Em primeiro lugar, já ninguém o nega, o programa que o PS apresentou a eleições há sete meses não será cumprido. As suas políticas fundamentais são, inclusivamente, opostas às que foram as bandeiras do PS: rejeição do aumento dos impostos, política de crescimento económico, desvalorização dos valores do défice, inexistência de uma política de privatizações ou manutenção das principais obras públicas. Ou seja, o PS, poucos meses passados das eleições não poderá invocar a legitimidade democrática que lhe foi conferida no último acto eleitoral, pois foi o próprio PS que subverteu o seu programa político sufragado.

Contudo, poder-se-á argumentar que as circunstâncias económicas se alteraram de uma forma imprevisível. O que é verdade para a maioria dos cidadãos e para a maioria dos partidos que se apresentou às eleições, não é verdade para o PS. Como começa a ficar claro, o Partido Socialista, escondeu dados para seu proveito político. Estamos, por isso, perante um facto que em qualquer democracia determinaria um impeachment: o PS mentiu para conseguir vencer as eleições.

Por outro lado, independentemente das opções políticas de cada um, temos de reconhecer a incompetência técnica da maioria do governo. Já não é necessário recordar os rankings de ministros das finanças europeus em que Teixeira dos Santos, recentemente promovido a mentor de todas as políticas do governo, sempre andou pelos últimos lugares. Bastar-me-á referir o triste anúncio de Passos Coelho/Sócrates sobre as novas medidas contra quem aufere o subsídio de desempregado, em que nenhum dos ilustres, se interrogou sobre a sua repercussão financeira ou a leviana alteração imposta por Sócrates, que o Expresso noticiou na sua edição 1ª página de Sábado, quando resolveu, da noite para o dia, alterar as medidas de tributação especial das empresas sem fazer uma conta sobre a sua repercussão.

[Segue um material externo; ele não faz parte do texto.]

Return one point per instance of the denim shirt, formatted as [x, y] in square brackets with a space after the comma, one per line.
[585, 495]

Embora reconhecendo as três premissas anteriores, ainda haverá quem julgue que esta não é a melhor altura para fazer cair um governo. Sendo que a anterior ideia não é desprovida de sentido, importa reflectir quais são os custos da manutenção deste governo. Para além do demonstrado conflito com a verdade, o Plano de Austeridade e posteriores medidas ainda por anunciar, demonstram sobre quem irá recair a crise e a fraca resistência do governo aos lobbies financeiros ou aos ditames dos países mais ricos da União Europeia. Como Eugénio Rosa demonstra, medida a medida e ao contrário do discurso do governo, o plano de austeridade agravará as desigualdades e provocará uma violenta diminuição do crescimento económico que empenhará o país por muitos e bons anos.

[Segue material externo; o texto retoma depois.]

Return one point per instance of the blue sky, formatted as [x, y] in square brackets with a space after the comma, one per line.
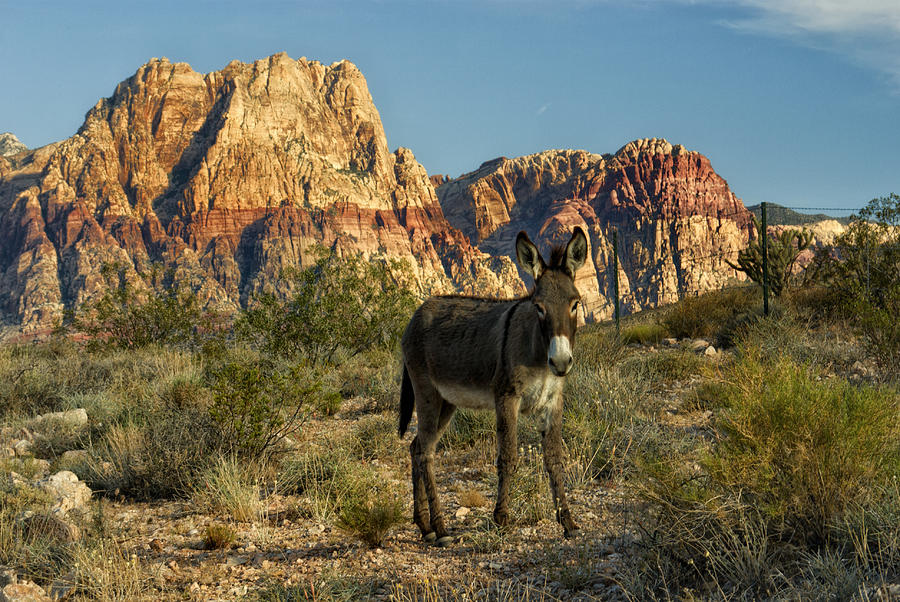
[793, 101]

Por último, constata-se que da Europa não sopram ventos de solidariedade e simpatia. Ao contrário do que se pretendeu fazer crer, o Tratado de Lisboa, não construiu uma União Europeia dos direitos humanos e sociais, mas sim, do primado financeiro sobre o interesse dos povos. A ditadura da diminuição do défice imposta pela Alemanha e França (é preciso não esquecer que, por exemplo, o défice previsto para este ano nos EUA é de 12,9%) trará violentos reflexos nos países mais pobres e desiguais, como a Grécia e Portugal - para que os mais ricos mantenham a sua estabilidade. O vassalismo e subserviência que este governo tem demonstrado perante Bruxelas, radicalizados a partir do momento em que se verta para a Constituição as limitações impostas sobre o défice, demonstra que perante o abismo o governo não hesita em dar um passo em frente.

Parece cada vez mais óbvio que a velocidade com que sairemos da crise depende da velocidade com que consigamos constituir um governo que não receie tributar as mais valias bolsistas, que permita fazer equivaler a tributação dos lucros das empresas aos lucros da banca ou que assuma como prioridade o reforço do aparelho produtivo.